Gegenwärtig arbeitet die Zentralbank an einer Fondslösung, die Mittel für eine Beschleunigung von hypothekenseitig boykottierten Immobilienprojekten mobilisiert, gleichzeitig springen vermehrt Lokalregierungen mit öffentlichen Geldern ein. Am Freitag hatte die PBOC in einer gemeinsamen Erklärung mit dem Finanzministerium und dem Wohnbauministerium ein von staatlichen Förderbanken aufgelegtes Sonderkreditprogramm angekündigt, das zur Finanzierung festgefahrener Wohnimmobilienprojekte dienen soll.

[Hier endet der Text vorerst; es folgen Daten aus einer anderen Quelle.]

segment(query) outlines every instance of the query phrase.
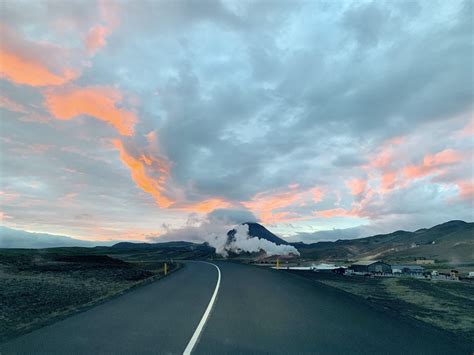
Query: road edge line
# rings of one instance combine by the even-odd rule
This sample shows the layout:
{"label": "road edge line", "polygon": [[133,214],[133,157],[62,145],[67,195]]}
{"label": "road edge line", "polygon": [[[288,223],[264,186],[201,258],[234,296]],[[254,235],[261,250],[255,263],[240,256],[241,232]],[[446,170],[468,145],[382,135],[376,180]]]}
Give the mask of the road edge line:
{"label": "road edge line", "polygon": [[216,287],[214,289],[214,293],[212,294],[211,300],[209,301],[209,304],[207,305],[206,311],[204,312],[201,321],[199,322],[196,330],[194,331],[193,336],[189,340],[188,345],[186,346],[186,349],[184,349],[183,355],[190,355],[192,351],[194,350],[194,347],[199,341],[199,337],[201,336],[201,333],[204,329],[204,326],[206,325],[206,322],[209,318],[209,315],[211,314],[212,308],[214,307],[214,303],[216,302],[217,299],[217,294],[219,293],[219,288],[221,285],[221,269],[219,269],[219,266],[213,263],[208,263],[206,261],[202,261],[203,263],[209,264],[214,266],[217,269],[217,283]]}

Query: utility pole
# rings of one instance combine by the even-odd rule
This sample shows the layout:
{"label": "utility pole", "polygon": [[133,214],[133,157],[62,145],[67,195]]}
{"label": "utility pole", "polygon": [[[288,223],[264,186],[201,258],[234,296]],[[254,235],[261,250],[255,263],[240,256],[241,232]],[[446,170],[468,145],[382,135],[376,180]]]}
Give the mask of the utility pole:
{"label": "utility pole", "polygon": [[168,264],[167,263],[165,263],[164,269],[165,269],[165,276],[166,276],[168,274]]}
{"label": "utility pole", "polygon": [[280,259],[277,258],[277,270],[280,268]]}

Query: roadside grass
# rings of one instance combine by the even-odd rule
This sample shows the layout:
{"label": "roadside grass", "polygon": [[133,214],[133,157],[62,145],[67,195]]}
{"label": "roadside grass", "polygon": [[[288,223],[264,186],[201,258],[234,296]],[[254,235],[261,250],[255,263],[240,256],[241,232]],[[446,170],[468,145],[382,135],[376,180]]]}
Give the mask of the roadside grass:
{"label": "roadside grass", "polygon": [[455,336],[469,341],[474,339],[473,282],[339,276],[312,271],[297,274],[362,297],[376,306],[425,322]]}
{"label": "roadside grass", "polygon": [[0,342],[162,275],[158,261],[130,263],[84,250],[0,250]]}

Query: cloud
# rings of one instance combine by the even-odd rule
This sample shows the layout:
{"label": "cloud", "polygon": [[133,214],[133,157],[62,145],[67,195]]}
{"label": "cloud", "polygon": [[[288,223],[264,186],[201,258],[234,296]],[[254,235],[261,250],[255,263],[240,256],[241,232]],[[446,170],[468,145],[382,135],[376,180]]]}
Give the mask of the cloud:
{"label": "cloud", "polygon": [[473,180],[465,180],[458,182],[459,187],[459,197],[461,199],[470,201],[471,204],[474,200],[474,181]]}
{"label": "cloud", "polygon": [[332,218],[332,217],[346,217],[354,215],[353,211],[347,211],[344,208],[332,208],[329,210],[316,211],[314,214],[318,217]]}
{"label": "cloud", "polygon": [[452,149],[446,149],[434,155],[426,155],[423,158],[423,163],[420,165],[409,165],[405,167],[404,174],[408,178],[416,179],[440,172],[443,167],[455,164],[460,160],[462,160],[462,157],[458,152]]}
{"label": "cloud", "polygon": [[95,54],[95,52],[105,46],[107,43],[105,39],[109,33],[110,31],[107,27],[100,25],[94,26],[90,29],[86,38],[86,48],[89,55]]}
{"label": "cloud", "polygon": [[218,208],[208,214],[211,221],[226,221],[230,224],[241,224],[246,222],[258,222],[252,212],[245,209]]}
{"label": "cloud", "polygon": [[143,239],[219,208],[285,235],[469,219],[471,13],[7,2],[0,163],[18,198],[5,223]]}
{"label": "cloud", "polygon": [[0,96],[0,107],[3,107],[12,112],[27,113],[27,109],[23,105],[14,102],[13,100],[5,96]]}
{"label": "cloud", "polygon": [[98,1],[100,20],[103,24],[94,25],[85,38],[85,46],[90,56],[107,44],[107,37],[120,24],[120,8],[118,3],[106,0]]}
{"label": "cloud", "polygon": [[135,152],[137,156],[134,156],[118,139],[115,139],[113,144],[119,151],[122,162],[130,169],[137,186],[152,195],[158,206],[172,205],[173,201],[163,194],[166,179],[170,174],[169,163],[147,153]]}
{"label": "cloud", "polygon": [[257,213],[263,223],[277,223],[301,219],[296,212],[281,211],[282,209],[313,205],[323,197],[324,192],[318,187],[302,189],[297,184],[290,184],[286,190],[261,192],[242,204]]}
{"label": "cloud", "polygon": [[23,85],[57,86],[79,75],[60,60],[68,57],[64,48],[29,41],[4,25],[0,26],[0,36],[1,78]]}
{"label": "cloud", "polygon": [[354,196],[360,195],[367,188],[367,181],[364,179],[352,179],[347,181],[347,187],[351,190]]}
{"label": "cloud", "polygon": [[134,133],[137,116],[126,109],[118,108],[123,94],[111,87],[85,87],[49,90],[45,105],[55,118],[70,120],[80,115],[94,117],[107,122],[124,136]]}
{"label": "cloud", "polygon": [[230,202],[221,198],[211,198],[199,202],[178,203],[174,207],[187,212],[208,213],[216,208],[226,208],[231,206],[232,204]]}

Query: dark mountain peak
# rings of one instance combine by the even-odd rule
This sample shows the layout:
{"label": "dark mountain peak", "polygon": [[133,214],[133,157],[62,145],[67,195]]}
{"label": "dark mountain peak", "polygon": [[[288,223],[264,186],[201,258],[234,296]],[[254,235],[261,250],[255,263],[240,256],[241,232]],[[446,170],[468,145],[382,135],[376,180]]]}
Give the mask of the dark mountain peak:
{"label": "dark mountain peak", "polygon": [[249,235],[251,237],[258,237],[258,238],[266,239],[266,240],[268,240],[272,243],[275,243],[277,245],[288,245],[289,244],[286,240],[281,239],[280,237],[277,237],[275,234],[270,232],[267,228],[265,228],[264,226],[262,226],[259,223],[245,222],[245,223],[242,223],[242,224],[246,224],[246,225],[249,226]]}

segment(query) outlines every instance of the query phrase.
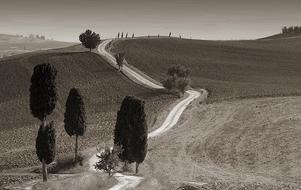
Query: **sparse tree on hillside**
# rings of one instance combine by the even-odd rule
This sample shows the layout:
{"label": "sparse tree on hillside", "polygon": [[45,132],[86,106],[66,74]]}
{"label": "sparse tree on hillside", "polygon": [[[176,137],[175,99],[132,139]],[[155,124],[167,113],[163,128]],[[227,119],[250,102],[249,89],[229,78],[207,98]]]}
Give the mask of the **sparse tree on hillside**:
{"label": "sparse tree on hillside", "polygon": [[125,97],[117,113],[114,131],[114,145],[122,148],[120,159],[125,164],[136,162],[136,173],[147,153],[148,129],[144,104],[135,97]]}
{"label": "sparse tree on hillside", "polygon": [[132,38],[135,38],[135,34],[134,33],[132,34]]}
{"label": "sparse tree on hillside", "polygon": [[47,165],[55,157],[55,128],[53,122],[40,126],[36,139],[36,153],[42,162],[43,181],[47,181]]}
{"label": "sparse tree on hillside", "polygon": [[98,154],[96,154],[99,161],[95,164],[95,169],[104,170],[109,173],[109,176],[112,175],[112,172],[119,164],[118,155],[121,153],[122,149],[115,146],[113,149],[105,147],[104,150],[98,149]]}
{"label": "sparse tree on hillside", "polygon": [[124,62],[124,53],[117,53],[115,55],[115,59],[116,59],[117,65],[119,67],[118,69],[119,69],[119,71],[121,71],[123,62]]}
{"label": "sparse tree on hillside", "polygon": [[190,83],[188,76],[189,70],[187,68],[182,66],[171,67],[167,71],[167,79],[163,81],[163,86],[168,91],[183,94]]}
{"label": "sparse tree on hillside", "polygon": [[120,33],[118,32],[118,34],[117,34],[117,38],[119,39],[119,36],[120,36]]}
{"label": "sparse tree on hillside", "polygon": [[129,35],[129,33],[127,32],[126,35],[125,35],[125,38],[128,38],[128,35]]}
{"label": "sparse tree on hillside", "polygon": [[286,26],[283,27],[283,28],[282,28],[282,34],[286,34],[287,32],[288,32],[287,27],[286,27]]}
{"label": "sparse tree on hillside", "polygon": [[168,35],[168,37],[171,37],[171,32],[169,32],[169,35]]}
{"label": "sparse tree on hillside", "polygon": [[79,36],[79,41],[91,52],[92,49],[95,49],[100,44],[100,36],[91,30],[86,30]]}
{"label": "sparse tree on hillside", "polygon": [[31,76],[30,110],[43,124],[57,102],[56,75],[57,70],[54,66],[40,64],[34,67]]}
{"label": "sparse tree on hillside", "polygon": [[83,136],[86,132],[86,112],[83,98],[78,89],[72,88],[66,102],[64,126],[67,134],[71,137],[75,135],[75,156],[77,161],[78,136]]}
{"label": "sparse tree on hillside", "polygon": [[121,33],[121,38],[123,38],[123,32]]}

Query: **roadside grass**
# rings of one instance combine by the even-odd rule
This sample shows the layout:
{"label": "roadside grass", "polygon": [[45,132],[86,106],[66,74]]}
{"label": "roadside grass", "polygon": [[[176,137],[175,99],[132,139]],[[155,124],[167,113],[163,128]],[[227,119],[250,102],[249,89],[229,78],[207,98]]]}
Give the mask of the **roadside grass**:
{"label": "roadside grass", "polygon": [[209,102],[301,94],[301,39],[203,41],[176,38],[119,40],[112,52],[158,81],[173,65],[191,71],[191,86]]}

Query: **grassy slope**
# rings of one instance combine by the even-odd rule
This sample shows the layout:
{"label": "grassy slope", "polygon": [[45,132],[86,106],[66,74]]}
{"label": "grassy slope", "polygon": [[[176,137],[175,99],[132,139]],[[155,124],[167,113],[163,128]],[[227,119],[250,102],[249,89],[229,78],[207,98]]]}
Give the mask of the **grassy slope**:
{"label": "grassy slope", "polygon": [[301,40],[201,41],[136,39],[114,43],[127,61],[162,81],[176,64],[191,70],[192,86],[209,100],[300,94]]}
{"label": "grassy slope", "polygon": [[261,38],[260,40],[275,40],[275,39],[287,39],[287,38],[301,38],[301,34],[275,34],[275,35],[272,35],[272,36],[268,36],[268,37],[265,37],[265,38]]}
{"label": "grassy slope", "polygon": [[162,91],[148,90],[131,82],[99,55],[83,51],[73,46],[0,61],[0,171],[39,164],[34,149],[39,121],[29,110],[30,77],[33,67],[39,63],[50,62],[58,70],[59,101],[51,116],[57,121],[57,158],[73,152],[74,140],[65,134],[61,125],[72,87],[81,90],[88,116],[87,134],[80,139],[81,149],[111,138],[116,112],[124,96],[135,95],[146,101],[150,125],[156,113],[173,101],[172,96]]}
{"label": "grassy slope", "polygon": [[202,189],[297,189],[300,103],[278,97],[190,106],[178,127],[149,143],[139,189],[185,181],[208,183]]}

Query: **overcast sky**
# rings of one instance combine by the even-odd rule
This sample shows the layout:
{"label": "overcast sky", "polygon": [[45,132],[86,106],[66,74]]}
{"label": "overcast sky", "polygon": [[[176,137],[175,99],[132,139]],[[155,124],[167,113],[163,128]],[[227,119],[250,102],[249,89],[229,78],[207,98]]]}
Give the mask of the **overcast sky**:
{"label": "overcast sky", "polygon": [[255,39],[301,25],[301,0],[0,0],[0,33],[78,41],[87,28],[198,39]]}

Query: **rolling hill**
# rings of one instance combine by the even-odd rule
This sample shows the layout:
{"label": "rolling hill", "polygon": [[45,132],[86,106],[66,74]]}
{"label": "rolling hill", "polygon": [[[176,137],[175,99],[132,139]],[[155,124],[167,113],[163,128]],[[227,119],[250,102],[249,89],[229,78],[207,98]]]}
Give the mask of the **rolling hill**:
{"label": "rolling hill", "polygon": [[209,101],[301,93],[301,39],[203,41],[177,38],[118,40],[129,64],[158,81],[172,65],[191,71],[192,87]]}
{"label": "rolling hill", "polygon": [[0,34],[0,58],[37,50],[62,48],[76,43]]}
{"label": "rolling hill", "polygon": [[45,62],[58,70],[59,101],[50,117],[57,126],[57,159],[73,152],[74,140],[66,135],[62,125],[70,88],[80,89],[86,106],[88,129],[80,140],[81,150],[111,139],[116,112],[124,96],[134,95],[145,100],[150,126],[159,110],[176,98],[162,90],[149,90],[133,83],[98,54],[87,52],[81,46],[0,60],[0,172],[19,171],[39,164],[35,154],[39,121],[30,114],[29,86],[33,67]]}

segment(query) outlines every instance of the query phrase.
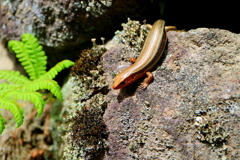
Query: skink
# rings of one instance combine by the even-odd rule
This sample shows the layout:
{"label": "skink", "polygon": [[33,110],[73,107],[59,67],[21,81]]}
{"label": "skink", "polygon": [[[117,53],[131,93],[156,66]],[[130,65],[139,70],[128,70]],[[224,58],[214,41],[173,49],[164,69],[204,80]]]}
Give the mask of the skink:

Am Montag ließ die Zentralbank eine weitere Erklärung vom Stapel, in der die staatlichen Großbanken dazu aufgefordert werden, ihr Kreditvergabetempo zu steigern und dabei der Realwirtschaft dienliche Sektoren zu unterstützen. Dabei heißt es, die Banken müssten „vernünftige Finanzierungsbedürfnisse“ der Immobilienwirtschaft alimentieren. Bei der jüngsten Verbreitung von monetären Daten für den Monat Juli war ein starker Rückgang der Neukreditvergabe der Banken und auch des gesamten Finanzierungsaufkommens einschließlich der Kapitalmarkttransaktionen (Total Social Financing) aufgefallen.